Os financiamentos podem chegar a R$ 50 milhões por beneficiário, com prazo máximo de cinco anos e carência de até seis meses. Todas as operações contam com a cobertura do Fundo Garantidor de Investimentos (FGI), que assegura até 80% do valor financiado.

Impacto inicial e adesão em todo o país

Nos primeiros 30 dias, o Move Brasil já beneficiou transportadoras e caminhoneiros de todas as regiões do país, com 1,7 mil veículos financiados. O ticket médio das operações foi de R$ 1,1 milhão, de acordo com dados do governo federal.

Além de renovar a frota, o programa contribui para o aumento da eficiência energética, redução de custos com combustível e diminuição de emissões de poluentes — pontos centrais da política industrial verde do governo.

Governo e indústria destacam resultados positivos

Durante o evento em Guarulhos, Geraldo Alckmin ressaltou a importância do crédito para fortalecer o transporte rodoviário e apoiar o agronegócio, um dos principais usuários da malha logística nacional.

“O Brasil tem uma safra recorde e um volume histórico de exportações. Para escoar essa produção, precisamos de caminhões modernos e eficientes. A redução da taxa de juros foi essencial para destravar o crédito”, afirmou o vice-presidente.

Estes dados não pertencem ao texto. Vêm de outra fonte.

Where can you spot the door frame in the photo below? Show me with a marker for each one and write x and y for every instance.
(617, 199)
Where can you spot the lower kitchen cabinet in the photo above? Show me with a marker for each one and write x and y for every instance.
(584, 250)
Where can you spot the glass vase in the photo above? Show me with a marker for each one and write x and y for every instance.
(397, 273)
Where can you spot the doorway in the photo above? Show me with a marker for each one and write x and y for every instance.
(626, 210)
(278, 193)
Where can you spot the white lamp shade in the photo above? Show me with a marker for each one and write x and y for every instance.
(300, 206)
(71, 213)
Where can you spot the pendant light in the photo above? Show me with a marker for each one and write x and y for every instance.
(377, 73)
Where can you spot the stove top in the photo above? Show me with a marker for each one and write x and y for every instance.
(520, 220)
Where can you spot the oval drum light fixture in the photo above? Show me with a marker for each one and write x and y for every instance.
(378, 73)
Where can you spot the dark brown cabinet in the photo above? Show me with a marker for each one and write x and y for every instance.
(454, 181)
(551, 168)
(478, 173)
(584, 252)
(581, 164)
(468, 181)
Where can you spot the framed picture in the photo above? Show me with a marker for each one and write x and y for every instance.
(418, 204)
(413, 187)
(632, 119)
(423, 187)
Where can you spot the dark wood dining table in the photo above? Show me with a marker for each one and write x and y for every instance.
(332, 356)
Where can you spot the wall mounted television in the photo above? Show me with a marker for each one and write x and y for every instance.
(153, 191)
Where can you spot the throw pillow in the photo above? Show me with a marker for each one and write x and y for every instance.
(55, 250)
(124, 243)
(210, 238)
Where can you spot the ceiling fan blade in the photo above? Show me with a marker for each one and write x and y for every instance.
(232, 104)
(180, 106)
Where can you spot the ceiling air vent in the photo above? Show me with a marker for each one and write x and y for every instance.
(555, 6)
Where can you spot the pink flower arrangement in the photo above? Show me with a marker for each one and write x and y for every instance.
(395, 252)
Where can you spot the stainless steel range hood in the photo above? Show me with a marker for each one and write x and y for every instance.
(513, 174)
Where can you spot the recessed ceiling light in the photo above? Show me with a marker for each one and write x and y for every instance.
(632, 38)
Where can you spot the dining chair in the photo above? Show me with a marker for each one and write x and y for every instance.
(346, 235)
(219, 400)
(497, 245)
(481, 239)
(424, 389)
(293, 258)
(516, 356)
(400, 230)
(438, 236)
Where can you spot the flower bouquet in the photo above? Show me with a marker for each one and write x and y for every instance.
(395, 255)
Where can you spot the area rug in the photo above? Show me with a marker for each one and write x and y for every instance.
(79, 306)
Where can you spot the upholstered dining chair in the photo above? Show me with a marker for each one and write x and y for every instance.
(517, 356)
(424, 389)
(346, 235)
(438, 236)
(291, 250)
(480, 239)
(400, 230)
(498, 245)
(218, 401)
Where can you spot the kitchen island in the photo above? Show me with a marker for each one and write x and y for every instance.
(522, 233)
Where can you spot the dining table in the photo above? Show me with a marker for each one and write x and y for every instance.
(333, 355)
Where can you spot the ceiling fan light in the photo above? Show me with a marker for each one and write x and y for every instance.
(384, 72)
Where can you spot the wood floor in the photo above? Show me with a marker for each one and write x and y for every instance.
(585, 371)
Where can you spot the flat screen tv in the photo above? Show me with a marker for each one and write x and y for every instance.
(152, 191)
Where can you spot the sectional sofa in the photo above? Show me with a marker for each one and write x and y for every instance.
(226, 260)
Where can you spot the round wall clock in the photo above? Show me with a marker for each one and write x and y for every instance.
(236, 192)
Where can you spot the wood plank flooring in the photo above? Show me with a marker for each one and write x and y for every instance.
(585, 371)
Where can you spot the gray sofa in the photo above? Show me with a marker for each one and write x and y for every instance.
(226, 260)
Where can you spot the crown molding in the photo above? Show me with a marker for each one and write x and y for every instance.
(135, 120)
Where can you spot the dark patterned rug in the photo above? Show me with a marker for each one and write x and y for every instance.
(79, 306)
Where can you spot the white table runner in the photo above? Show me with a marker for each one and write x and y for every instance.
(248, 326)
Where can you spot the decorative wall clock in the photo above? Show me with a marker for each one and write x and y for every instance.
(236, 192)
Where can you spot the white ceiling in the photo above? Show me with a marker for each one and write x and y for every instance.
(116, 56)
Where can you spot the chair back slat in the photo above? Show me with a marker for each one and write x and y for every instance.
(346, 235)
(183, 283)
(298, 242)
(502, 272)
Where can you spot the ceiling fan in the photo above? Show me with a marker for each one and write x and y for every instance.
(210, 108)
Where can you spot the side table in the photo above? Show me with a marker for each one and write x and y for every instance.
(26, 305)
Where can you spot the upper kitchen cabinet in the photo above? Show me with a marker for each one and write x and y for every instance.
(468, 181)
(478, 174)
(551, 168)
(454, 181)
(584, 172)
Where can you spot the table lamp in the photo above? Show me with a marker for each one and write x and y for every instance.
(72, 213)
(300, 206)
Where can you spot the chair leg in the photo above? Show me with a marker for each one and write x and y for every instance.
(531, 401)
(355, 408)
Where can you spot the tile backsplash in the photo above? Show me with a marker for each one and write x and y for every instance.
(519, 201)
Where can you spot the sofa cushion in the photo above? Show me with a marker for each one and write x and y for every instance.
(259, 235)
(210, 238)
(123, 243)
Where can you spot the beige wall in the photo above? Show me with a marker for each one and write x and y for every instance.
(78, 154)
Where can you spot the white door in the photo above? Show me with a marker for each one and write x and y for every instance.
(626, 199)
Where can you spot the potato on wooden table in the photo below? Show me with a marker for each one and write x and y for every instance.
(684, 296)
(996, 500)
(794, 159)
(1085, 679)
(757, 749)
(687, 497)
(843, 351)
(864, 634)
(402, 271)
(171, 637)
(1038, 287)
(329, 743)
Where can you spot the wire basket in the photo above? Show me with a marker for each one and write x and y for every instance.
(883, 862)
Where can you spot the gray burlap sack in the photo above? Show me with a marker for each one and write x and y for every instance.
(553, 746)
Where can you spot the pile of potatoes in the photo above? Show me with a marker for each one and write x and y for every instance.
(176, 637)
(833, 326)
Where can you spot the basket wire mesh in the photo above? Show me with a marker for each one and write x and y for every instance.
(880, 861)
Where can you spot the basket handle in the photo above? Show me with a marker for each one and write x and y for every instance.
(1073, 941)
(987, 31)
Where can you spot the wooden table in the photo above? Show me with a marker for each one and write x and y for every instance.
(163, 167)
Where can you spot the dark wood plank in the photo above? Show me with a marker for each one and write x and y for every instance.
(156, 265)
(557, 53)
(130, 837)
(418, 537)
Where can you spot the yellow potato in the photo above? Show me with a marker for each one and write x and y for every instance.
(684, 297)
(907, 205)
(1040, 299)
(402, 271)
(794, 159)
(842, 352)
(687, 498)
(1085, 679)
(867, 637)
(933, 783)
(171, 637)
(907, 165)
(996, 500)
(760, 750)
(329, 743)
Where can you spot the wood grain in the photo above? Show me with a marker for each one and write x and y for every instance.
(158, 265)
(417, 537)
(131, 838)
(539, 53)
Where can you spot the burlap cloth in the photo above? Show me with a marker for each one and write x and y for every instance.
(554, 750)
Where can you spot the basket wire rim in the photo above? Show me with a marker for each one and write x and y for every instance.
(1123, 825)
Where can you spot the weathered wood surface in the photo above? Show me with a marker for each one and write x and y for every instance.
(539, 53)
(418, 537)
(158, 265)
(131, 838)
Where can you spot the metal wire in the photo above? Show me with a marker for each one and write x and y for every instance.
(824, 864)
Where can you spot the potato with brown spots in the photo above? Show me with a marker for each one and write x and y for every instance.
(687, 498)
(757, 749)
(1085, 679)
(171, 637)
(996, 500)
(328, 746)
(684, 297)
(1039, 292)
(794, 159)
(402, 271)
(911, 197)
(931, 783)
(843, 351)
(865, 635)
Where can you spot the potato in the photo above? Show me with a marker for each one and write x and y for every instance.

Representantes da indústria automotiva, como Christopher Polgorski, CEO da Scania, reforçaram que o programa tem impacto direto na geração e manutenção de empregos:

“Cada vaga direta na produção representa outros seis empregos indiretos no setor de transporte e serviços”, destacou.

Perspectivas e continuidade do Move Brasil

O Governo Federal informou que o Move Brasil não possui prazo de encerramento fixo. O programa seguirá vigente até que o teto de R$ 10 bilhões em crédito seja alcançado. Após a utilização total dos recursos, o desempenho e os resultados do programa serão avaliados para uma possível ampliação.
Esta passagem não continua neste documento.